BJ: The Krays soundtrack came before ‘7Blood’. I wrote ‘I’ll Remember You’ for the scene where Frank has his last dance with Lisa. I had so little time to complete the soundtrack that I originally only wrote and recorded the first verse and chorus as the scene was just over one minute long. Later when I made the ‘7Blood’ record I realised that the song really fitted into the record family so I had to write the rest of the song. ‘Burning Man’ (also on ‘7Blood’) was one of those songs that was hiding in the vault so I brought it back to life for the Krays soundtrack. It fitted perfectly. It too made it onto ‘7Blood’ and became the go to single and favourite when touring. I still play it in my live sets today. The Director, Will Kerley of course sanctioned all of these tracks. From the beginning he wanted My Way Home to be the music behind a particular scene where we revisit in a dream Frank back at Dartmoor tending to the wild horses. The production wanted ‘Green Green Grass Of Home’ in the film because it was an Xmas hit in 1966. But they couldn’t afford Tom’s version so we decided I would perform it. Mark Anderson and Alicia Light help me there on bass and guitars…. And of course the harmonica is there keeping in line with the film’s main theme.
EP: Back to ‘Holograms’, can we expect you to be touring the album next year? I’d love to see you play this music live. I’ve had the pleasure of seeing you live and your attention to detail and perfection is still one of the most inspiring and moving things I’ve witnessed.

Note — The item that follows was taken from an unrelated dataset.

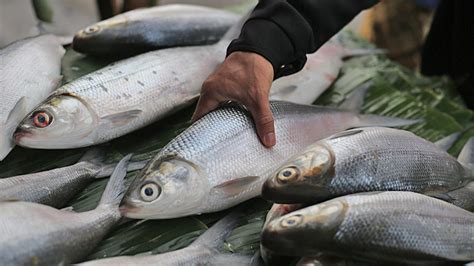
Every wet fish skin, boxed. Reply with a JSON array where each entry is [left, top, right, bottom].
[[15, 39, 227, 149], [73, 4, 239, 56], [262, 127, 474, 203], [121, 98, 413, 219], [0, 35, 65, 161], [79, 212, 251, 266], [0, 148, 145, 208], [262, 191, 474, 263], [260, 204, 303, 265], [0, 155, 131, 265]]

BJ: There’ll definitely be some touring in 2022. The question is where? Covid still disrupts showbiz. My label has offices in the Netherlands and The US. I toured the Netherlands recently in October, just before restrictions were reinforced. Things were still very quiet with covid passports preventing full houses. It’s so difficult to build momentum when this keeps happening. Book agents are dropping like flies. It’s very worrying for those relying on a livelihood from live music. The US seems more viable at the moment so it looks like we’ll focus on that territory. My band is cooking. We’re ready to hit the ground running.
EP: Finally, what are your plans musically? Do you have any more soundtracks in the pipeline? Are you writing at the moment or are you letting your creative juices settle a little?
BJ: I’m writing a duet for a legendary singer. She doesn’t know it yet! There are some movie soundtracks in the pipeline. But apart from that I’ll lay low until 2022.